KPK dan Beberapa Instansi Bidik Dana Desa

Kamis, 17 Maret 2016
Gambar Ilustrasi

Lampung Centre – Penggelontoran dana desa dalam jumlah sangat besar terus menjadi sorotan. Tak terkecuali oleh Komisi Pemberantasan Korupsi (KPK). Malah, KPK menggandeng beberapa instansi untuk mengawasi pencairan dana desa di tingkat pusat.

Pengawasan ini dinilai penting, mengingat dana yang diterima masyarakat desa dicairkan terlebih dahulu oleh pemerintah pusat. Dijelaskan Deputi Pencegahan KPK Pahala Nainggolan, pihaknya tengah menggandeng Badan Pengawas Keuangan dan Pembangunan (BPKP), Kementerian Dalam Negeri, Kementerian Desa dan Pembangunan Daerah Tertinggal dan Tramsigrasi (Kemendes PDT), dan Kementerian Keuangan.

Dengan kerjasama ini, pihaknya ingin membentuk format awal dalam pengawasan dana desa di tingkat pusat. “Kita akan bantu instansi terkait di tingkat pusat untuk membangun sistem pengawasan dan seterusnya,” kata Pahala di Gedung KPK, Jakarta, seperti yang dilansir website resmi KPK, Kamis (17/3).

Di samping itu, lembaga super body ini dikatakan Pahala juga fokus membuat program efektifitas atau pengetatan dana desa. Ada poin-poin dalam rancangan pemerintah pusat, yang harus secara tepat dialiri dana desa.

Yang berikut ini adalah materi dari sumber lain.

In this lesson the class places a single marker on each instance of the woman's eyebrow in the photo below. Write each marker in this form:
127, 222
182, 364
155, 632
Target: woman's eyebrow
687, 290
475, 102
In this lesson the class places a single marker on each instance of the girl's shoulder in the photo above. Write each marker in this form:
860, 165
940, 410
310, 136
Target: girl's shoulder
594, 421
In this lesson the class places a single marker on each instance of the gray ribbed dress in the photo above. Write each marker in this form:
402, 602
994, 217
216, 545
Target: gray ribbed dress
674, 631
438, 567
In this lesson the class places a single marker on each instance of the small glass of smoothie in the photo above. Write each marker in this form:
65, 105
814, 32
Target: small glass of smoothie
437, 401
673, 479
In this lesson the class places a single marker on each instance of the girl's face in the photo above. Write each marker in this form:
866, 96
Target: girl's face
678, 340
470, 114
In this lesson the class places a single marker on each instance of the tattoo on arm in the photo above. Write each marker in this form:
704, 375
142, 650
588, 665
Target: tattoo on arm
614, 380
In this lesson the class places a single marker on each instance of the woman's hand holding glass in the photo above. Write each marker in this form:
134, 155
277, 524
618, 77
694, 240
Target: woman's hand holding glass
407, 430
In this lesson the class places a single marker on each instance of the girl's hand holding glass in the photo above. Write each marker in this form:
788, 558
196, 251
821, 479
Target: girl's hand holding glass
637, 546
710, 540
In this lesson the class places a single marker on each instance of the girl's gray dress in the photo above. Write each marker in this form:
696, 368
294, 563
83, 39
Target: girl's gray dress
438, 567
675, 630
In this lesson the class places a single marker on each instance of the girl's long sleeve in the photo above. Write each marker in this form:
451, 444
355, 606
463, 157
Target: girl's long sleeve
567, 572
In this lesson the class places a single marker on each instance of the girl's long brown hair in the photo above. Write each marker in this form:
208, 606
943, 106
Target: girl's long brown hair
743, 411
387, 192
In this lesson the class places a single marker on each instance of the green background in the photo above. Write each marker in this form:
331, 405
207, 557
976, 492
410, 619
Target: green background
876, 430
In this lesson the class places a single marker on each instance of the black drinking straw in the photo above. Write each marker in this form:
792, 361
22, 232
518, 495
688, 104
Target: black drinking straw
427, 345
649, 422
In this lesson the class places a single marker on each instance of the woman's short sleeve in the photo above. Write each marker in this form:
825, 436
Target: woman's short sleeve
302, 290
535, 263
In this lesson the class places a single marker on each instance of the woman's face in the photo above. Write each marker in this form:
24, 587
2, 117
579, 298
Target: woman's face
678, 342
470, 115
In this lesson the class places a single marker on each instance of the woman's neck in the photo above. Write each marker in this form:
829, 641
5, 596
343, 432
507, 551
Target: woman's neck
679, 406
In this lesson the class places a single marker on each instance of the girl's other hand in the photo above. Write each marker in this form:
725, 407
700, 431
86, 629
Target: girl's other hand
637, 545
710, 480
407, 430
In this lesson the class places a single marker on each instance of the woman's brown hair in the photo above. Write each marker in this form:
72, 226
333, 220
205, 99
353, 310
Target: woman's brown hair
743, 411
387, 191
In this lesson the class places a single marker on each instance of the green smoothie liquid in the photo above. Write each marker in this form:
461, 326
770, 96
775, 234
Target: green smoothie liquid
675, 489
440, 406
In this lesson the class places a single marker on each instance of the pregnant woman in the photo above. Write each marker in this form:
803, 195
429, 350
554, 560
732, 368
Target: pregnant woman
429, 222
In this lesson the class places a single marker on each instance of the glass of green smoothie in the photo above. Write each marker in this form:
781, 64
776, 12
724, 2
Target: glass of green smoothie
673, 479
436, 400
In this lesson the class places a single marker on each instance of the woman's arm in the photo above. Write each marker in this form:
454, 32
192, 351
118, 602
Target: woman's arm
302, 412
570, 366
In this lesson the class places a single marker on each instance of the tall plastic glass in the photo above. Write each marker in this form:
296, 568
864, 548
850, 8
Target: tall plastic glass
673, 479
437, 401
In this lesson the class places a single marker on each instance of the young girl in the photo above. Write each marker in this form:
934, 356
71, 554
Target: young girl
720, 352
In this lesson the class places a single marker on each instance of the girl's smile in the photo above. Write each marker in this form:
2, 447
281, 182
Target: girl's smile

Pengetatan ini berguna dalam mencegah uang dari pemerintah pusat dihamburkan untuk keperluan yang tak jelas. “Jangan sampai dana desa keluarnya cuma (untuk pembangunan) gapura sama pagar atau jalan saja. Itu ada program pengembangan kapasitas aparat desa yang dilakukan Kemendagri bersama-sama Kementerian Keuangan juga,” imbuhnya.

Sekedar informasi, KPK sendiri sejak 2015 sudah menyisir sejumlah permasalahan dalam alokasi dana desa. Salah satunya yakni sisa dana dari Program Nasional Pemberdayaan Masyarakat sebesar Rp 12,6 triliun. Nah, jumlah tersebut menurut Pahala harus benar-benar bisa dijelaskan kepemilikannya.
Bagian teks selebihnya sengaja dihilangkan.